Due to the increased solubility of heavy metals under acidic pH conditions [51,52,53], acidophilic methanotrophs have to cope not only with low pH but also with heavy metal toxicity. It was reported that methanotrophs isolated from acidic forest soils encode elaborate systems for heavy metal efflux including resistance–nodulation–cell division (RND) transporters and major facilitator superfamily (MFS) transporters [52]. In addition, genes for copper resistance (copA, PPMHHGHK 00226) for metal homeostasis [4] and arsenate reductase (arsC, PPMHHGHK 00,491 and 01323) linked to the heavy metal efflux pump [4] were also identified in Ca. Methylacidiphilum sp. YNP IV (Supplementary Excel 2). Among the antimicrobial resistance mechanism-related genes in Ca. Methylacidiphilum sp. YNP IV (Figure S6), those associated with antibiotic efflux were the highest (57.7%), followed by antibiotic target alteration (22.6%), in terms of resistance mechanism. The top three antimicrobial resistance gene families by number were RND antibiotic efflux pumps, ABC antibiotic efflux pumps, and MFS antibiotic efflux pumps (Table S4), which are frequently observed in other acidophilic microorganisms [52,54,55]. Specifically, four czc (heavy metal efflux pump, CzcA family), three tolC (outer membrane protein TolC), two oprC, (copper transport outer membrane porin OprC), and eleven emr genes (RND transporter) were identified (Figure 6).

3.7.3. CRISPR

CRISPR systems are involved in antiviral defense mechanisms [56,57]. Viral predation is an important ecological pressure for the survival of bacteria in acidic conditions. Two different CRISPR-Cas systems of acidophilic methanotrophs were reported which may increase bacterial resistance to the viral infection [52]. It was also found that there is a type III CRISPR-Cas adaptive immune system in M. fumariolicum SolV, M. infernorum V4, and M. kamchatkense Kam1 [19]. However, no CRISPR loci were reported in the genome of Ca. Methylacidiphilum sp. Yel [16]. We detected two CRISPR loci (Table 1) with nine cmr genes encoding Cas module repeat-associated mysterious proteins (Cmr) and one csx3 gene, as well as three cas genes (Figure 6, Supplementary Excel 2). This finding supports the previous report that verrucomicrobiotal methanotrophs have type III-B CRISPR-Cas modules.

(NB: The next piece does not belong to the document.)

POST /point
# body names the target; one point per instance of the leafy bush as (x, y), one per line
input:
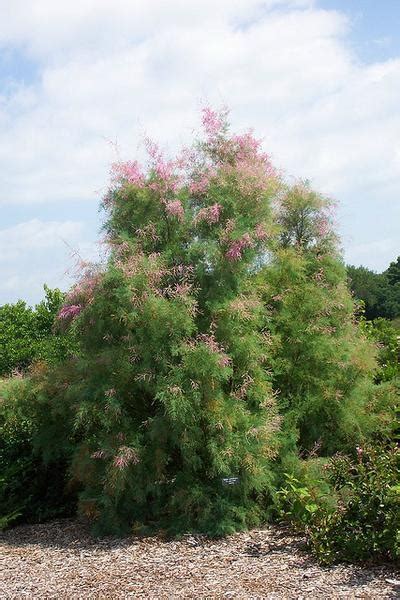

3.7.4. IS607-Family Transposase and MerR Family DNA-Binding Transcriptional Regulator

Interestingly, after initial annotation with EggNog mapper, 24 copies of the putative guaB gene, which is essential for the metabolism of purine nucleotides [58,59], were recovered in the Ca. Methylacidiphilum sp. YNP IV genome assembly. This was resolved using a manual recheck of each putative gene with NCBI database that confirmed only one guaB gene in the assembly. Instead, the other putative guaB genes were IS607-family transposases (n = 14) and MerR family DNA-binding transcriptional regulator (n = 9)-related genes, which are unusual serine site-specific recombinase and the major regulators that respond to environmental stimuli such as heavy metals or antibiotics, respectively.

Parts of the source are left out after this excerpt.